Ric Ocasek's songwriting across the Cars' catalog was characterized by a deliberate flatness of affect that some listeners found cold and others found liberating. The absence of conventional emotional pleading or vulnerability in the band's love songs was not an accident but a considered aesthetic position. Where most pop songwriting in the late 1970s still operated within a framework inherited from soul and rock that privileged emotional display, Ocasek's writing kept feeling at arm's length, describing romantic situations from a remove that felt very much like the late-1970s art world's influence on rock music.

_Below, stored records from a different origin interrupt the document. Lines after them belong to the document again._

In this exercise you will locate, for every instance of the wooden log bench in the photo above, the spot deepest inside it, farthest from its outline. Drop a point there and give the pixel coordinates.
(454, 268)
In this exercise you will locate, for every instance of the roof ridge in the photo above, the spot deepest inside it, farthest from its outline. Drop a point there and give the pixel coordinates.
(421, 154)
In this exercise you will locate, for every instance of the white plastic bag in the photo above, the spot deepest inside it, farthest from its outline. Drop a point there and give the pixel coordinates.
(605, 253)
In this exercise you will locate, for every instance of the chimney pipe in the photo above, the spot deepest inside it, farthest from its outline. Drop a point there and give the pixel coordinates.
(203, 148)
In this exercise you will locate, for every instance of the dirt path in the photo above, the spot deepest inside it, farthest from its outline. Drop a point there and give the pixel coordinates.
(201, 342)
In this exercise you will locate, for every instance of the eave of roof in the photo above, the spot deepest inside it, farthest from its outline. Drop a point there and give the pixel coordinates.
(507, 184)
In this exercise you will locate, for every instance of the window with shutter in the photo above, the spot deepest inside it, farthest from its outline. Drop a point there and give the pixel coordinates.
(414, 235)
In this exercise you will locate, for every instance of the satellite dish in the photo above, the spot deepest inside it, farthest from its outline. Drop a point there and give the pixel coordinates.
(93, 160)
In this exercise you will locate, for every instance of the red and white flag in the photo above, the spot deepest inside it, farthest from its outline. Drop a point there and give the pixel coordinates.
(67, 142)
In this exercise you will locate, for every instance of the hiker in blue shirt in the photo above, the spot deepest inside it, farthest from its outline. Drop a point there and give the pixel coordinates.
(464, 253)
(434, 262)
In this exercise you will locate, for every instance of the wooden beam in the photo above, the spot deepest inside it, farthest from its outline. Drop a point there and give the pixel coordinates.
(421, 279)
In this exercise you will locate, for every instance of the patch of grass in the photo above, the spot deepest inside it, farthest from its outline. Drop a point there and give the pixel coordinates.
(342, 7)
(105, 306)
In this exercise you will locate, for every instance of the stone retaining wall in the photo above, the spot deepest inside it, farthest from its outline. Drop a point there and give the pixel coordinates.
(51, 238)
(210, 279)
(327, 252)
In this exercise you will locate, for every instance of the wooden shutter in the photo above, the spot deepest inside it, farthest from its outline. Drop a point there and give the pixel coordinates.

The imperative mood of the title and the song's driving structure suggest motion as the primary value. The song is not interested in destination; it is interested in departure, in the act of going itself. This celebration of motion over arrival, of velocity over resolution, was deeply characteristic of the new wave sensibility. The new wave movement had absorbed enough of punk's rejection of the overlong, destination-oriented rock song to value brevity and energy for their own sake, and "Let's Go" delivered those values with particular efficiency.

The song also works as a statement about the Cars' own aesthetic position. Elliot Easton's vocal delivery maintained the cool, slightly affectless quality that the band had established as their signature, refusing the expressiveness that most pop vocals aimed for. This restraint was itself communicative: it said that emotion could be present without being performed, that urgency could be conveyed through rhythm and hook rather than through vocal strain. The new wave era's contribution to pop music was partly this lesson in restraint, the discovery that sometimes the most powerful emotional statement was the one that declined to fully exhibit itself.

Decades later, "Let's Go" endures as a piece of writing that captured a specific historical moment with unusual precision. The song's relentless forward motion and its cool unwillingness to sentimentalize the act of leaving made it a minor document of an era that prized exactly those qualities. The Cars understood something that many of their contemporaries did not: that coolness was not the absence of feeling but a different, harder-to-access form of it.